Spider-Man notices Yuri is being more brutal in her approach and believes Mister Negative is using her. This is later proven right when Negative begins to take over the territories of his incarcerated rivals and tries to frame the Wraith as a murderer. When Howell dies in prison from a stab wound, Yuri's superior confiscates her badge and she is dismissed from the force. After a fight with the Circus of Crime, she realizes she has been playing into Negative's hands and kills one of his men, declaring that "Watanabe the cop" no longer exists and that only the Wraith is left. When she attempts to kill Negative, Spider-Man tries to convince her to change her ways. She decides that killing criminals rather than arresting them is more fulfilling and attacks her former ally, but Spider-Man knocks her out and goes on to defeat Negative himself. Spider-Man later finds Yuri has abandoned her costume, but kept her Wraith mask.

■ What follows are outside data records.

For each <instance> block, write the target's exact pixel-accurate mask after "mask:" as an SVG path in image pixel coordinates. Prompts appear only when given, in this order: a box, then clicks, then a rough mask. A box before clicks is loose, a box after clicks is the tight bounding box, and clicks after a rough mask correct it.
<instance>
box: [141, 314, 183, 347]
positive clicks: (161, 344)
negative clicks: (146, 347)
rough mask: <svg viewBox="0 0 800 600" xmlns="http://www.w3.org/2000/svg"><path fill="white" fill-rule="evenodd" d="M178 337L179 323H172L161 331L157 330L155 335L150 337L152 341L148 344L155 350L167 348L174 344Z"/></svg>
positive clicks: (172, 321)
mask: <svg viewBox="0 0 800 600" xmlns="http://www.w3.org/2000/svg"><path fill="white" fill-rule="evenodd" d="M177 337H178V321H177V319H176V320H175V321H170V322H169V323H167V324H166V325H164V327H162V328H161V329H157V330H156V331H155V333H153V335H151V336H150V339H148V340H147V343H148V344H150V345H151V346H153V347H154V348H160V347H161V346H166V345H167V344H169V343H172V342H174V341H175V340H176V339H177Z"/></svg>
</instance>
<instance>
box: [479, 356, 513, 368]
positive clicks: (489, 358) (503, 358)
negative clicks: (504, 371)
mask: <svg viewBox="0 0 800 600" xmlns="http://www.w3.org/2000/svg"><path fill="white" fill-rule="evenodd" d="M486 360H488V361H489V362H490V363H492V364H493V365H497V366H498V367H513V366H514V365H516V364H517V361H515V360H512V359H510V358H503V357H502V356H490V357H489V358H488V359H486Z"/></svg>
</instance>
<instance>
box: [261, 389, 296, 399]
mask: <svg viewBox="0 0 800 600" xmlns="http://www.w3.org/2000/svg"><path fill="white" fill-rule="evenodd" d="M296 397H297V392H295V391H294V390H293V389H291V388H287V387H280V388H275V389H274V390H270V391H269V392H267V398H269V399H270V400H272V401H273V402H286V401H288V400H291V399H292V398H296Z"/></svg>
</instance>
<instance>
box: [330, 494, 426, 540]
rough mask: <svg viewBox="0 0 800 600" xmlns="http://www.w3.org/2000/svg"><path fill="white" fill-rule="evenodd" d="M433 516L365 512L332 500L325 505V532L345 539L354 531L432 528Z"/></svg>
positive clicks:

== Powers and abilities ==
The Wraith primarily uses technology obtained by the police from various Spider-Man villains, including a mask of Jean DeWolff's face from the Chameleon to hide her true identity, equipment designed by Mysterio, and Mister Fear's fear gas. Her primary weapons are elastic straps attached to her costume that wrap up her enemies and allow her to swing around the city similar to Spider-Man.

== Reception ==
In 2021, Screen Rant included Wraith in their "Spider-Man: 10 Best Female Villains" list.

== In other media ==
=== Television ===
Yuri Watanabe appears in Spider-Man (2017), voiced by Sumalee Montano. This version is the NYPD's Chief of Police.

=== Film ===
An alternate reality version of Yuri Watanabe from Earth-65 appears in Spider-Man: Across the Spider-Verse, voiced by Atsuko Okatsuka. This version is a member of George Stacy's anti-Spider-Woman task force.

=== Video games ===
- Yuri Watanabe / Wraith appears as a playable character in Spider-Man Unlimited.
- Yuri Watanabe appears in Insomniac Games' Spider-Man series, voiced by Tara Platt. This version is a composite of her traditional incarnation and Jean DeWolff, having worked with Spider-Man for several years.
  - Introduced in Spider-Man (2018), Yuri's father was imprisoned for taking bribes from Hammerhead, leading her to dedicate her career to bringing him down. Throughout the base game, Yuri assists Spider-Man in apprehending a variety of villains, including the Kingpin, Shocker, and the Sinister Six. In The City That Never Sleeps, Yuri embarks on a violent quest for revenge against Hammerhead after he repeatedly humiliates her attempts to bring him to justice. Following a failed attempt to kill Hammerhead, Yuri is put on administrative leave and quits the NYPD. She goes into hiding after killing one of Hammerhead's men, telling Spider-Man that she intends to punish criminals the law won't.
  - Yuri appears as a boss in Spider-Man 2. As of this game, she has become Wraith and taken to killing criminals while hunting cult leader Cletus Kasady, utilizing a kusarigama instead of elastic straps. Throughout their search and fight with Kasady, Spider-Man and Yuri form a begrudging partnership. After Kasady derails a train in an attempt to steal a symbiote, Yuri allows him to escape in order to rescue Spider-Man. Spider-Man decides not to turn Yuri in, and she vows to track Kasady down. She also appears as an ally that can help stop crimes in the open world. Upon completing Yuri's side mission, a suit called "Saving Lives" is unlocked for Spider-Man, which is based on her Wraith costume.